Carrefour et Casino se partagent Paris

 

Le commerce alimentaire à Paris souffrirait-il de monopole ? C’est en tout cas ce qu’a noté l’autorité de la Concurrence suite à sa saisine en 2011 par le maire de Paris, Bertrand Delanoë. Ainsi, l’enseigne stéphanoise, Casino, était pointée du doigt puisqu’elle détenait à cette date 61.7 % des surfaces commerciales parisiennes. Certes, l’interdiction posée par Jacques Chirac à la fin des années 1970 de l’hypermarché dans la capitale, avait favorisé l’explosion des supermarchés et autres commerces de proximité.

Paris, un marché atypique

C’est en s’appuyant sur ce constat, que certaines enseignes se sont développées dans la capitale, à commencer par les enseignes fondées par Jean Baud d’abord Franprix dans les années 1960 puis Leader Price dans les années 1990.

Rachetées par Casino, ces enseignes ont permis au groupe de distribution de Saint-Etienne de multiplier les ouvertures à Paris (143 entre 2005 et 2012).

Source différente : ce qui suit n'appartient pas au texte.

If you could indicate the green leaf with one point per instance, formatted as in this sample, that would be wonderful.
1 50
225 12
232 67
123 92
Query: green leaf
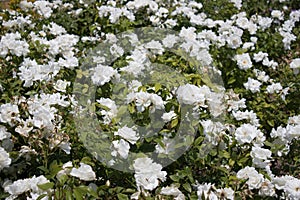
122 196
46 186
187 187
175 178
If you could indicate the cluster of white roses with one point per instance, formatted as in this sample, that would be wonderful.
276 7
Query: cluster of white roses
60 52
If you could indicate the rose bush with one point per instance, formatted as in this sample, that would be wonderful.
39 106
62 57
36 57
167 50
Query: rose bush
220 118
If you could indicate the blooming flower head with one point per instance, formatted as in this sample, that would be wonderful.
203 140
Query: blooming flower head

Avec 370 magasins, Casino s’impose comme le chef de file du commerce à Paris, quasi-monopole accentué encore, en juillet 2012, par le rachat de Monoprix.

Carrefour – Casino, les deux acteurs majeurs du commerce à Paris

C’est cette situation, qui a conduit l’Autorité de la Concurrence à condamner Casino à céder 55 de ses magasins à Paris. Certes, les enseignes sont nombreuses à se battre pour acquérir ses points de vente. Mais Casino semble préférer la piste de Marks & Spencer notamment plutôt que de les rétrocéder à Carrefour, le principal concurrent de Casino à Paris.

Avec 53 points de vente sous enseigne Proxi, 18 Carrefour Market, 37 8 à huit et 22 Carrefour City, Carrefour reste loin derrière les 317 Franprix, 33 Monop, 60 Monoprix, 16 Leader Price et 33 Naturalia du groupe Casino.